In C++, std::string is immutable. When you perform an operation on a string and “mutate it”, it is actually allocating space for a new string behind the scenes. If one is not careful, one can easily perform loads of allocations and de-allocations without even really realizing it. A couple of years back, it was realized that precisely this was happening in Google Chrome.

Not having to think about the goings on of every part of the code is a blessing, but it can also be a curse.

It can lead to code bloat

Last year, I embarked on a year-long group project at University in Java. Because we were relatively inexperienced, we made several mistakes along the way. It was quite an eye-opener in the problems of development of a project of somewhat larger scale!

As we sat down and thought about our problem, we naively started writing all these abstractions, and programming all sorts of things that weren’t necessary. Before we knew it, we were experiencing code bloat!

I remember several times throughout the semester looking through other sections of the code, some of which I’d written, and having little idea what on Earth was going on. It was difficult to reason about the project. We had to jump all over the place, and some things were not clear.

That experience shattered my faith in Object Oriented programming. Since then, I’ve come to forgive Object Oriented programming a little (after all, it is an industry standard, and I’m going to need to be able to use it if I want a job in the industry in all likelihood), but I still distrust it, and am not fond of the dogma that often comes with it.

Premature Optimization is often quoted as being the root of all evil.
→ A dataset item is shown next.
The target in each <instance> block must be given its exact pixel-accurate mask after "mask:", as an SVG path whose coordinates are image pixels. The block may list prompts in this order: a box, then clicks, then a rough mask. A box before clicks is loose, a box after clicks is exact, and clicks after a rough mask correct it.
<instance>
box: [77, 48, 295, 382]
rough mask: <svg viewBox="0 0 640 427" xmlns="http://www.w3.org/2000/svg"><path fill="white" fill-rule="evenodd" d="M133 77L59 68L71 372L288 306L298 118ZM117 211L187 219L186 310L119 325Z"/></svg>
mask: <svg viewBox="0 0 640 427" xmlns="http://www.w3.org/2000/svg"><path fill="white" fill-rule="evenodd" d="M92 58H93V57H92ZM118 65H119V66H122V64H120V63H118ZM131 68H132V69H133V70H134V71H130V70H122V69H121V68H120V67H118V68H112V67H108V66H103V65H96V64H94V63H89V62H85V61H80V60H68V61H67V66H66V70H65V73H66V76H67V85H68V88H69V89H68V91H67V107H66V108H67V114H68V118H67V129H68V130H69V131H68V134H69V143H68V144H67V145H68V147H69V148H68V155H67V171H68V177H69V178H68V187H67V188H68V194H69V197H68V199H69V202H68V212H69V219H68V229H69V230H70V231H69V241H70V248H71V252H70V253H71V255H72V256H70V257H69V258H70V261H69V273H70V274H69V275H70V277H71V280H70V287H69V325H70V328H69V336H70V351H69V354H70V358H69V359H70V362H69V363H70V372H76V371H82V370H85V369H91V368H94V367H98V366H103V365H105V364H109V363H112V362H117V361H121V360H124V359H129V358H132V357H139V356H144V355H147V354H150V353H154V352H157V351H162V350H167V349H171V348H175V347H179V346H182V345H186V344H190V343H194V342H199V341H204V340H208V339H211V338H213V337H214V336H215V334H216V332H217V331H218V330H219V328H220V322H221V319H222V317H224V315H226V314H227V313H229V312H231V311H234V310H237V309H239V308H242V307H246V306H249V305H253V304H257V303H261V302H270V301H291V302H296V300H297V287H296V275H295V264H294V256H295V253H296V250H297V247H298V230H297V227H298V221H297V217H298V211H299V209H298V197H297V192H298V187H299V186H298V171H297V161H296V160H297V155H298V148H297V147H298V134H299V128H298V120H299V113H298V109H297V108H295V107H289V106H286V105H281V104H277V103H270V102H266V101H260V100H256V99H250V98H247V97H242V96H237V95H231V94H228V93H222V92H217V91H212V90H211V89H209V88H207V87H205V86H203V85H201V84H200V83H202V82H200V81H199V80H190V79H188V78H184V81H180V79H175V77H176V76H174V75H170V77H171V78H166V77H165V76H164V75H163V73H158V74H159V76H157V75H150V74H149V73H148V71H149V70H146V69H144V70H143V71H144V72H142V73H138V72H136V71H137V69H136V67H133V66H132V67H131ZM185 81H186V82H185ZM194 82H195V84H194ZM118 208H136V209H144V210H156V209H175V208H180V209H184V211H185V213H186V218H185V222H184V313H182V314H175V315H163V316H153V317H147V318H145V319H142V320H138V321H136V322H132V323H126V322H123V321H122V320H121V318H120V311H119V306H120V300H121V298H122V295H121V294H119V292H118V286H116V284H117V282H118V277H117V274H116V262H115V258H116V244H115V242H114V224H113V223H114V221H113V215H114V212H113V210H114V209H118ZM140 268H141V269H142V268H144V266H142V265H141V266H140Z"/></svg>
Premature Abstraction is just as bad.

You aren’t going to need it!
Keep it simple, stupid!

Are you done with your rant yet?

In Conclusion:

Abstraction is a good thing, but too much of a good thing can be bad. Rigid following of a set of “best practices” can sometimes lead to pain. Of course, not having a set of standards is even worse, but like many things, I believe in a balance.

Abstract away as much as is helpful, but every time you add another layer, think:

“Is this really necessary?”

“What are the costs?”

“What are the benefits?”

“Is it worth the problems it will cause?”

“Is there anything I can do to lessen the problems it will cause?”

I think moderation, and willingness to compromise when necessary is what is mandated.

Disclaimer:

This is my first blog post, and I am inexperienced at writing these. If I have made any mistakes, or not framed my thoughts very well, I humbly request you go easy on me, and perhaps give me some constructive feedback.

I will also freely admit that I am writing from the point of view of a student, who has little experience out in the real world. All I know is what I have learned at University, my own meager experience, and what I have read and listened to on the Internet.

My views will mature as I gain more experience, and I suspect that learning “the right way to program” will be a life-long journey of mine. I look forward to the learning experience.